急性期にはベッドサイドが中心であり、座位や臥位でのポジショニング、介護方法などの情報交換が重要です。

片麻痺患者の例では、関節拘縮は肩関節屈曲・外転・外旋、膝関節屈曲、手関節・手指屈曲、股関節外転・外旋・伸展、膝関節屈曲、足関節底屈です。

不安定である肩関節は疼痛を起こしやすく慎重に扱う必要があります。急性期の拘縮の発生状況では、肩関節に50%程度関節可動域制限がおこっています。

回復期


回復期での拘縮の発生状況は、肩関節で最も多くて7割以上です。次に多いのが足関節で半数弱です。

回復期は、積極的にリハビリテーションプログラムが行われる時期です。片麻痺患者では痙性が高まる時期です。

活動量の増加により麻痺側は連合反応の影響を受けて、筋緊張の亢進、関節運動の制限、拘縮へと陥りやすいです。

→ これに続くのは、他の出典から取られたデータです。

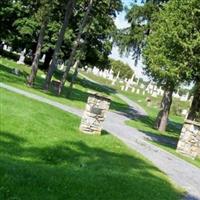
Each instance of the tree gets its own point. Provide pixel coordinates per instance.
(98, 29)
(171, 53)
(68, 11)
(76, 44)
(43, 14)
(124, 69)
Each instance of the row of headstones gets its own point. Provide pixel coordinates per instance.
(127, 84)
(22, 54)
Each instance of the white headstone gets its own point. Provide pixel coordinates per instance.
(22, 57)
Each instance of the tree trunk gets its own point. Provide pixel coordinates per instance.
(47, 59)
(75, 46)
(34, 66)
(194, 112)
(162, 117)
(68, 11)
(74, 76)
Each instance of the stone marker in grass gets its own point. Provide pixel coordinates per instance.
(189, 142)
(94, 114)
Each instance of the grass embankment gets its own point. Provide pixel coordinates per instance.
(78, 97)
(44, 156)
(166, 140)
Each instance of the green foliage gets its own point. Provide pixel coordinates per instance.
(46, 157)
(124, 69)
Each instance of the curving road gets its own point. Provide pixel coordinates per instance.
(181, 172)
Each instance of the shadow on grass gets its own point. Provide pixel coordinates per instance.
(168, 138)
(75, 170)
(76, 95)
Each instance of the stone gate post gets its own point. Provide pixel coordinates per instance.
(189, 141)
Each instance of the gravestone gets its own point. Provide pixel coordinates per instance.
(94, 114)
(133, 89)
(43, 58)
(55, 84)
(22, 57)
(189, 141)
(16, 71)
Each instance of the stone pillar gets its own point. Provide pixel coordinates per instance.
(189, 141)
(94, 114)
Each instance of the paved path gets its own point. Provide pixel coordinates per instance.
(181, 172)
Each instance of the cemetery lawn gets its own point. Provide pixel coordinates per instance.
(78, 96)
(168, 139)
(44, 156)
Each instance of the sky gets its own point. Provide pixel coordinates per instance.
(122, 23)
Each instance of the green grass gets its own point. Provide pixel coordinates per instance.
(166, 140)
(78, 97)
(44, 156)
(169, 138)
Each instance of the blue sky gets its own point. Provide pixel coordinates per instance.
(122, 23)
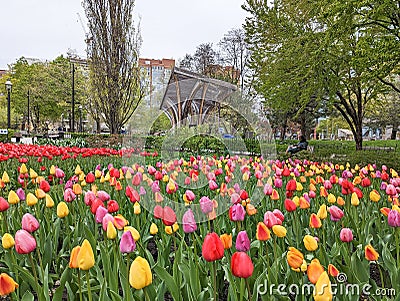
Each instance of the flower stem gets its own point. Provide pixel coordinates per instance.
(215, 280)
(79, 285)
(241, 289)
(34, 274)
(88, 284)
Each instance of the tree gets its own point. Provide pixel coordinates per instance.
(305, 50)
(113, 60)
(235, 53)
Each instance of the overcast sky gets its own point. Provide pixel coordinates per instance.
(44, 29)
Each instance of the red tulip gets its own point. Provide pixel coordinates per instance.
(90, 178)
(213, 248)
(3, 204)
(169, 216)
(29, 223)
(241, 265)
(24, 242)
(44, 185)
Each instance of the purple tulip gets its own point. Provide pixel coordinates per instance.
(237, 212)
(69, 195)
(346, 235)
(100, 213)
(188, 221)
(394, 218)
(206, 205)
(242, 242)
(336, 213)
(29, 223)
(21, 194)
(127, 243)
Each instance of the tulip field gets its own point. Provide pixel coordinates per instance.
(101, 224)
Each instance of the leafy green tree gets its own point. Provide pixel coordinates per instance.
(313, 50)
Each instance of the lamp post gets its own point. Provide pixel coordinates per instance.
(8, 88)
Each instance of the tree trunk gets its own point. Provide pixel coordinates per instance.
(358, 136)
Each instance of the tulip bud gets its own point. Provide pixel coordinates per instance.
(7, 241)
(62, 210)
(140, 273)
(85, 256)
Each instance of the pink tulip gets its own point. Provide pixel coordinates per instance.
(346, 235)
(103, 196)
(101, 211)
(206, 205)
(242, 242)
(21, 194)
(69, 195)
(279, 214)
(212, 185)
(107, 218)
(394, 218)
(268, 189)
(59, 173)
(188, 221)
(127, 243)
(336, 213)
(24, 242)
(271, 220)
(237, 212)
(29, 223)
(89, 198)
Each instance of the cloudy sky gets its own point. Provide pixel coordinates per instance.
(44, 29)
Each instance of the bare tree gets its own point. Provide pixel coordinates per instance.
(113, 60)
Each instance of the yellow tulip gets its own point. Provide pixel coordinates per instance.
(310, 243)
(62, 210)
(354, 199)
(322, 212)
(7, 241)
(85, 256)
(279, 230)
(374, 196)
(73, 259)
(78, 170)
(5, 178)
(140, 273)
(111, 231)
(136, 208)
(40, 194)
(31, 200)
(153, 229)
(13, 197)
(135, 233)
(23, 169)
(322, 290)
(49, 201)
(52, 170)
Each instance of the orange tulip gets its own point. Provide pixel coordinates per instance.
(263, 232)
(315, 221)
(226, 240)
(332, 270)
(73, 260)
(314, 271)
(7, 284)
(294, 258)
(370, 253)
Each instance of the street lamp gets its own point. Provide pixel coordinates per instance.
(8, 88)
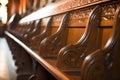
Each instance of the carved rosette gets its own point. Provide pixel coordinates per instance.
(50, 46)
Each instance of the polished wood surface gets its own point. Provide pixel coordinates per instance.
(73, 41)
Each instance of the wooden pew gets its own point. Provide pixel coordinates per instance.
(36, 67)
(105, 61)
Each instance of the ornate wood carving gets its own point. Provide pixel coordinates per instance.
(27, 37)
(55, 41)
(71, 57)
(35, 41)
(104, 64)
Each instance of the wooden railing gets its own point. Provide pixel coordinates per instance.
(70, 40)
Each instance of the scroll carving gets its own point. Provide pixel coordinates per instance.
(104, 63)
(35, 42)
(55, 41)
(71, 57)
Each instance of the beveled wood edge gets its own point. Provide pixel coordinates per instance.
(54, 11)
(54, 71)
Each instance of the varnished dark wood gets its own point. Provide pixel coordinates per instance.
(35, 67)
(55, 41)
(35, 41)
(71, 57)
(104, 63)
(46, 66)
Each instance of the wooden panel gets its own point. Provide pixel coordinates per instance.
(74, 34)
(106, 35)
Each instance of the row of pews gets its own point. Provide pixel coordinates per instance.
(67, 41)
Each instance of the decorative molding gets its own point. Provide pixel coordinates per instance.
(71, 57)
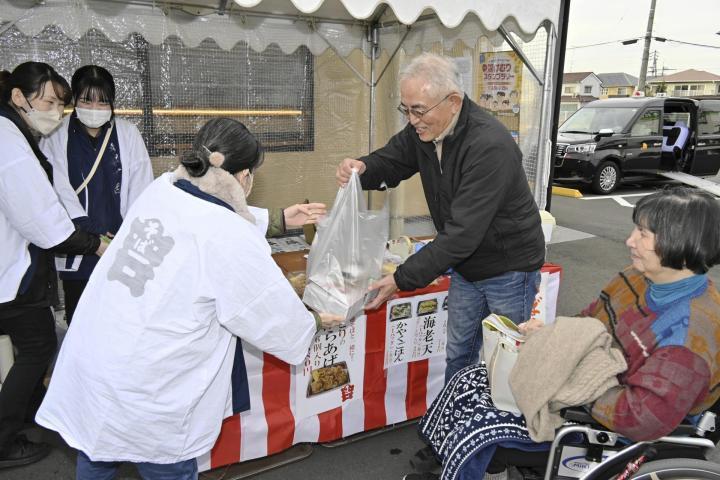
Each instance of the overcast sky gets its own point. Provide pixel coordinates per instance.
(596, 21)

この時期に患者に過度の努力をさせないように、ADL場面での患者の状況に応じた介助方法や介助量を共通の認識をもって接することが重要です。

維持期


維持期の拘縮の発生状況は、回復期と同様に肩関節と足関節に多く、肘・手・股関節の制限は4〜5割の患者に認められます。

維持期における拘縮予防は、施設や在宅でのADL能力、活動性の維持と改善が重要です。

生活パターン、ADL動作パターンを把握し、患者指導、家族への介護指導を行います。

それらのかかわりが筋力や関節の柔軟性の維持・改善といった予防につながります。

まとめ

・拘縮は急性期・回復期・維持期のすべての時期で発生する。
・ADLや動作パターンを把握し介助法・介助量を設定する。
・リハビリ職、看護師、介護職などで常に情報交換をして連携する。
・在宅では、患者指導、家族指導も大切である。